On Jun 2, 2013, at 8:17 PM, David Webber wrote:

> My argument is that for clef changes, the semantics *are* very different. The larger version of the clef goes at the start of line and always at the start of lines.  On the first line it initialises the clef; on further lines it is merely a reminder of the clef in force.   A clef symbol elsewhere on a line is always a clef *change*, and is always the smaller version, with unique meaning that the clef is no longer what it was.

Please notice, that you still differentiate the two clefs by the context in which they appear, and this doesn't matter as far as Unicode is concerned. Take the context out, and the bare meaning of both clefs is one and the same: a given pitch reference.

> But most often the 'string' of symbols will constitute just one symbol, eg a clef, or a note, as each will tend to be positioned individually on the basis of variable data stored in the file - not a fixed positional relationship with the previous symbol.

This only underlines that context shouldn't be taken into account when encoding the clef.

> The question is: if music drawing is essentially a sequence of drawing single symbols at carefully computed positions, what is a 'font'?   (In the traditional very general sense of the word.)  It has to be a collection of characters from which one can draw the music.  And that means drawing each symbol in the music from the font.   Not drawing almost all of the symbols from the font but having one or two 'missing ones' (like a clef change) where you have to go to another font (even from the same font family in another size or style) to get it.
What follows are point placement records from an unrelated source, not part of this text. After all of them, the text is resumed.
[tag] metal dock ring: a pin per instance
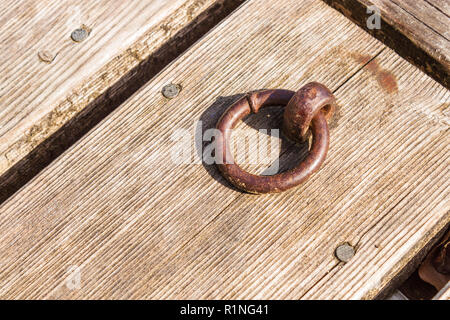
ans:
(310, 107)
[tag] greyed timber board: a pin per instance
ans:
(128, 41)
(116, 208)
(417, 29)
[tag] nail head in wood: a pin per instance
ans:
(79, 34)
(45, 56)
(171, 90)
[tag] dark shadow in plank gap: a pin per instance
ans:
(40, 157)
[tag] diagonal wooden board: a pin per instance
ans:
(132, 224)
(42, 101)
(444, 294)
(417, 29)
David, I think you're missing one thing, so please bear with me for a moment. You want the small clef to be a character with a code point, because you want it to be included and accessible in the font along with the regular clef. But having no code point does not mean a glyph can't be included in a font; you can have both of them included, one, the default, accessed by a code point, and the other by some font feature or a glyph index.

That's because font is not a collection of characters — it's a collection of glyphs, some of which should be encoded, some shouldn't. That's exactly what Unicode tried to ensure when banning ligatures or mere glyph variants from having its own code point: that you could have in a font just any glyph or a variant of, but only the ones with a semantically distinct, default meaning will be transmitted as bare text.